Agenda tahunan yang tidak lepas dari tugas dan fungsi Ditjen Perbendaharaan Kementerian Keuangan adalah melakukan pembayaran Tunjangan Hari Raya untuk PNS/TNI/Polri, PPPK, PPNPN, pensiunan dan penerima pensiun kurang lebih dua minggu menjelang Perayaan Idul Fitri. Kantor Pelayanan Perbendaharaan Negara (KPPN) Purwokerto sebagai unit vertikal Direktorat Jenderal Perbendaharaan menyalurkan pembayaran THR kepada penerima THR di wilayah kerjanya yang terdiri dari Kab. Banyumas dan Kab. Purbalingga
Sebelumnya, pada Selasa (11/03) Presiden Prabowo secara resmi telah mengesahkan Peraturan Pemerintah Nomor 11 Tahun 2025 yang mengatur pembayaran THR dan Gaji ke-13 kepada aparatur negara, pensiunan, penerima pensiun, dan penerima tunjangan tahun 2025. THR ini sudah dapat diterimakan mulai Senin (17/03)

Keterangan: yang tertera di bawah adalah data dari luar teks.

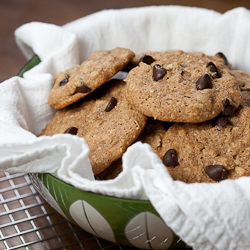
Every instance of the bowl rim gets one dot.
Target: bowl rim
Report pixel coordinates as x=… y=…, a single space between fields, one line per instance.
x=32 y=62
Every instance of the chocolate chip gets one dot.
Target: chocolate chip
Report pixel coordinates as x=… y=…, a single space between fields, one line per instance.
x=214 y=69
x=147 y=59
x=82 y=89
x=170 y=159
x=158 y=72
x=217 y=172
x=220 y=54
x=112 y=103
x=228 y=108
x=64 y=81
x=71 y=130
x=204 y=82
x=221 y=121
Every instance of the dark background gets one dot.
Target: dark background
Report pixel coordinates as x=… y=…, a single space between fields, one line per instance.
x=14 y=13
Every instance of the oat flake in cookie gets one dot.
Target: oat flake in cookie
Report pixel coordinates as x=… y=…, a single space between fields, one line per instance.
x=81 y=80
x=210 y=151
x=181 y=87
x=108 y=126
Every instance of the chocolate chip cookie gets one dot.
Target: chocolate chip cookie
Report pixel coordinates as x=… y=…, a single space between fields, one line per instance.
x=210 y=151
x=108 y=124
x=80 y=80
x=153 y=134
x=175 y=86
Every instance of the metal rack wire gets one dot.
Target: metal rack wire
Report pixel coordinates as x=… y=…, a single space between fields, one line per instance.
x=28 y=222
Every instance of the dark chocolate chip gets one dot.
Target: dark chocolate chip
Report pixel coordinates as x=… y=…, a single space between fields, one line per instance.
x=82 y=89
x=228 y=108
x=147 y=59
x=170 y=159
x=221 y=121
x=112 y=103
x=64 y=81
x=214 y=69
x=220 y=54
x=204 y=82
x=158 y=72
x=217 y=172
x=71 y=130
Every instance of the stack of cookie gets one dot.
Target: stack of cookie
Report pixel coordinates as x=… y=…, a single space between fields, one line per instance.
x=191 y=108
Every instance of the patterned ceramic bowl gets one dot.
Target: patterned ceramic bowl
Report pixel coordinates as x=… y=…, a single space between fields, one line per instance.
x=128 y=222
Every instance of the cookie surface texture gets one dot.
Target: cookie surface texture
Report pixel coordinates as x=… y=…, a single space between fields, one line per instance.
x=181 y=87
x=153 y=134
x=109 y=125
x=81 y=80
x=210 y=151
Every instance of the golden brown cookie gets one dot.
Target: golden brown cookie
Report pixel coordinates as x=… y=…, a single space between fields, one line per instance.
x=209 y=152
x=109 y=125
x=242 y=78
x=81 y=80
x=153 y=134
x=176 y=86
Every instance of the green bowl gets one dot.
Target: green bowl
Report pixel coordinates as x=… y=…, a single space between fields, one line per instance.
x=124 y=221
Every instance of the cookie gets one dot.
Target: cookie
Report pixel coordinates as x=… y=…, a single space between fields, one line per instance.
x=175 y=86
x=153 y=134
x=109 y=125
x=210 y=151
x=81 y=80
x=145 y=57
x=242 y=78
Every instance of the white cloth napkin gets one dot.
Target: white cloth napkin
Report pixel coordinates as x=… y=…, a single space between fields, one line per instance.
x=206 y=216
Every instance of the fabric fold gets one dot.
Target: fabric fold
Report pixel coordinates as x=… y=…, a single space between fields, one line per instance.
x=206 y=216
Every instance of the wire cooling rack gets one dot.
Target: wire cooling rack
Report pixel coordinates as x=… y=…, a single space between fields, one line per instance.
x=28 y=222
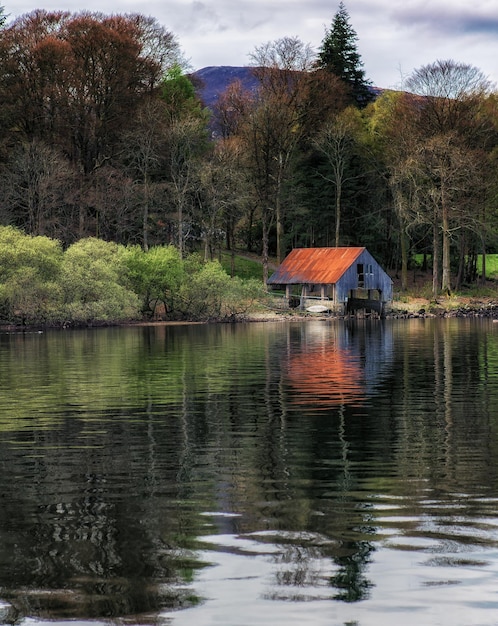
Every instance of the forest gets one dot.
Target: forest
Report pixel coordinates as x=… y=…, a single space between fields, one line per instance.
x=103 y=137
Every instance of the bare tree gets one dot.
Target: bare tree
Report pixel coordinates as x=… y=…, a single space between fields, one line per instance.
x=449 y=127
x=337 y=142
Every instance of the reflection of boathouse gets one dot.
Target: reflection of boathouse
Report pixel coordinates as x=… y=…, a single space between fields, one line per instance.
x=339 y=279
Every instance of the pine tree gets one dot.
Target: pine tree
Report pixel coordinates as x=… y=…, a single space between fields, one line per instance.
x=338 y=54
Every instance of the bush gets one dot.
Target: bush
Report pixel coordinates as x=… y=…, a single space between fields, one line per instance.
x=95 y=283
x=30 y=269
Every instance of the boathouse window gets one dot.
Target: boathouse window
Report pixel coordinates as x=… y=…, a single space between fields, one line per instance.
x=360 y=271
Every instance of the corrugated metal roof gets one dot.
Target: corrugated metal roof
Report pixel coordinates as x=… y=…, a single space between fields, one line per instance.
x=314 y=265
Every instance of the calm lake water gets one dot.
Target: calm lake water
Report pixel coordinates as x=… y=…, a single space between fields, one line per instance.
x=320 y=473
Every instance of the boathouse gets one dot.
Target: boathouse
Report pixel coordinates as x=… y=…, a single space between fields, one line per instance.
x=342 y=280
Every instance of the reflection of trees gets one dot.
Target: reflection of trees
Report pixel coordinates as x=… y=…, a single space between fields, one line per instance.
x=104 y=492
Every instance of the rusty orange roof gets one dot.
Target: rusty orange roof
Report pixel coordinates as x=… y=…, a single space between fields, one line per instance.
x=314 y=265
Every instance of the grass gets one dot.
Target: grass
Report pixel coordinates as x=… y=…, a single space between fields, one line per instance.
x=245 y=267
x=491 y=264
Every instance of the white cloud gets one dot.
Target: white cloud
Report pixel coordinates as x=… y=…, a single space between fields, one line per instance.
x=394 y=36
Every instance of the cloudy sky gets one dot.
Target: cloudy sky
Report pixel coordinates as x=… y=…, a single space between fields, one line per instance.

Pelaksanaan teknis THR diatur dengan Peraturan Menteri Keuangan Nomor 23 Tahun 2025 yang menjelaskan bahwa pengajuan dapat disampaikan ke KPPN paling cepat mulai tanggal 13 Maret 2025 melalui proses rekonsiliasi gaji terlebih dahulu. Proses rekonsiliasi ini dimaksudkan untuk melakukan cross check atas komponen THR berupa gaji pokok dan tunjangan yang melekat (tunjangan keluarga, tunjangan pangan, tunjangan jabatan struktural/fungsional/umum), serta tunjangan kinerja yang diterima per bulan.
Hingga Jumat (21/03), KPPN Purwokerto telah mencairkan THR tahun 2025 sebesar Rp75,82 miliar untuk 19.068 ASN Pemerintah Pusat dan Anggota TNI/Polri. Dengan rinician THR Gaji untuk PNS/TNI/POLRI dibayarkan sebesar Rp55,67 miliar untuk 11.983 pegawai, sedangkan THR Tunjangan Kinerja dibayarkan untuk 5.493 pegawai dengan total Rp15,75 miliar. Sementara itu, THR yang diberikan untuk 513 PPPK sebesar Rp1,93 miliar dan untuk 1.083 PPNPN sebesar Rp2,47 miliar.